Lecture : Underworld USA de James Ellroy

Publié le 23 Février 2010

 

Underworld-Usa-Ellroy.jpg576 : c’est le nombre de pages qu’il m’aura fallu ingurgiter avant de véritablement m’immerger dans "Underworld USA", le nouveau James Ellroy. Alors, certes, les 300 suivantes flirtent avec le génie. Mais j’ai bien failli me décourager. Et pourtant, j’ai attendu dix ans le dernier volet de cette monumentale trilogie commencée avec le chef d’œuvre "American Tabloïd" ; dix ans à relire ses autres romans, sa bouleversante autobiographie ; dix ans à pister les infos sur le Net… Autant dire que dès le 10 janvier, le pavé était déjà à m’attendre près de mon lit.

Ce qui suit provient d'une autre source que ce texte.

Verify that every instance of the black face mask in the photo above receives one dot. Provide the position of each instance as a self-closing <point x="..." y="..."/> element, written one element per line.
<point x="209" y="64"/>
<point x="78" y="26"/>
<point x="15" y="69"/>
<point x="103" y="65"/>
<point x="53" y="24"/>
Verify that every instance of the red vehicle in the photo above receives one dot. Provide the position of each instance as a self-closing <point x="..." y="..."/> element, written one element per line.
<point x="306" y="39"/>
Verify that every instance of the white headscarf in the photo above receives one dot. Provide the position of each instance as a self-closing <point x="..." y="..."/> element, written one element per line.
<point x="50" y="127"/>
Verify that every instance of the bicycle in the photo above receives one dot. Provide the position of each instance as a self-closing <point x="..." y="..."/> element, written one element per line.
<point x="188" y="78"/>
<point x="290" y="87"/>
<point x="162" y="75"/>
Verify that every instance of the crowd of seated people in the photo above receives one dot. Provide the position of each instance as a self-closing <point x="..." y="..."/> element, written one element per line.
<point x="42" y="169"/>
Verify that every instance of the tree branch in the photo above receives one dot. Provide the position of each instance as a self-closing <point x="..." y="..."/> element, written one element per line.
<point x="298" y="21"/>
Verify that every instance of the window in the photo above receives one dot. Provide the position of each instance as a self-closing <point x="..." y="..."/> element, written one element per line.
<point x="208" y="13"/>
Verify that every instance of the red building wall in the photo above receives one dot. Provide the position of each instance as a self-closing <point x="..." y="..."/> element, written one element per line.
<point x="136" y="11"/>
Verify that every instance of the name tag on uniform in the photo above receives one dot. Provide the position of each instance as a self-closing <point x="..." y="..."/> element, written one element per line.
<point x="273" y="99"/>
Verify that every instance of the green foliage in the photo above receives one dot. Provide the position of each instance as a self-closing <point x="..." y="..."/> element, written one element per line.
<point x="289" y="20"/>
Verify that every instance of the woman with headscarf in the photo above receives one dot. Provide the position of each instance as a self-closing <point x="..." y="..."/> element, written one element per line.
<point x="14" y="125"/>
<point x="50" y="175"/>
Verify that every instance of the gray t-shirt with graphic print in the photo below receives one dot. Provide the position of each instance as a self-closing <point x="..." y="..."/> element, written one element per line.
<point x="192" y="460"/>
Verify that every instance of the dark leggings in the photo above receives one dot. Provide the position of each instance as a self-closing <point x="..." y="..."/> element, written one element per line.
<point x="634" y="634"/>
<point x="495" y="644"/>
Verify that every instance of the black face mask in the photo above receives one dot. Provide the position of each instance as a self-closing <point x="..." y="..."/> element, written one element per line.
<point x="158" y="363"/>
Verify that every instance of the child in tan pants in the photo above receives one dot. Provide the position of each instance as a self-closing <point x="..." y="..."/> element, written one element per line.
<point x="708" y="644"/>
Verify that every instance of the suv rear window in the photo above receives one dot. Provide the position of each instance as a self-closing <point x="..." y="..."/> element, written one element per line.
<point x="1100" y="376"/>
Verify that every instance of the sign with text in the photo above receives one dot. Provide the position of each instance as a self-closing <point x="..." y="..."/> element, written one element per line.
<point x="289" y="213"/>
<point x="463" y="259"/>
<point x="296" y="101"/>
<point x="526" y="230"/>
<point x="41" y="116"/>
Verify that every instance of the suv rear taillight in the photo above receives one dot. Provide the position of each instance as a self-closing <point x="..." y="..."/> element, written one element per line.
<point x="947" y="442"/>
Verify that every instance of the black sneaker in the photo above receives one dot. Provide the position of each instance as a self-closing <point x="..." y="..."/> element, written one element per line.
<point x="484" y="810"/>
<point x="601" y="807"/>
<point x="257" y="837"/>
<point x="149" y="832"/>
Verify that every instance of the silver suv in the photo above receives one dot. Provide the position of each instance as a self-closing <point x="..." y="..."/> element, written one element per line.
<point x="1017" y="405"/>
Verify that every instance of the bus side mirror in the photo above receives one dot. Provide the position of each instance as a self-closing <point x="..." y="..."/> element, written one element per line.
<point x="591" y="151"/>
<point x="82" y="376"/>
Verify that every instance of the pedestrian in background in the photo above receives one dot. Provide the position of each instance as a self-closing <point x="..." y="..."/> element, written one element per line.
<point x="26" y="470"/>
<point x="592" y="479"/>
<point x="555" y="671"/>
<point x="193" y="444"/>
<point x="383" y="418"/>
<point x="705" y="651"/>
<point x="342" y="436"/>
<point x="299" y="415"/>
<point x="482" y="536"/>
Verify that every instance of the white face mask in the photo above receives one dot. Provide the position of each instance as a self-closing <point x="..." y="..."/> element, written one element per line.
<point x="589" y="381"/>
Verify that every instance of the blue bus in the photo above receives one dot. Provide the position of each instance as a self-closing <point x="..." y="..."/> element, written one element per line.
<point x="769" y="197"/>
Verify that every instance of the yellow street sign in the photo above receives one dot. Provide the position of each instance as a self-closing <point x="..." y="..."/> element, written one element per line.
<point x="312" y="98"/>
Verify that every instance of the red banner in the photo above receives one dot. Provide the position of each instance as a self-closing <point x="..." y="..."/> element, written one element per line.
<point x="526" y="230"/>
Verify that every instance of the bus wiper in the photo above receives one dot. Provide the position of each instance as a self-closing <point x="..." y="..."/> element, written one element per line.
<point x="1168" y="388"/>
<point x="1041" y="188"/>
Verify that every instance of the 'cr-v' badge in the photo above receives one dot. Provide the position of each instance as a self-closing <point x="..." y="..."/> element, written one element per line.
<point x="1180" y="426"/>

Quand on s’attaque à Ellroy, c’est la fièvre qui s’empare de votre corps, de votre âme, de votre cerveau. L’effervescence de son écriture vous plonge dans un état fébrile intense : de la pointe des cheveux jusqu’aux orteils, chaque cellule palpite furieusement.

 

Dans "Underworld USA", Ellroy a poussé à son paroxysme son processus littéraire : phrases courtes et hachées, enchevêtrement des points de vue, aridité des dialogues, style minimaliste… Tous les procédés sont bons pour produire un effet de vitesse vertigineuse, comme pour coller au plus près à l’Histoire en train de se dérouler. Mais ce qui fonctionnait magistralement dans les deux premiers romans (et les autres dans une moindre mesure) s’essouffle ici : en privilégiant une forme épurée de son écriture, James Ellroy en oublie parfois l’essentiel et laisse sur le bord de la route ses personnages, comme s’il n’avait pas su canaliser leur démesure.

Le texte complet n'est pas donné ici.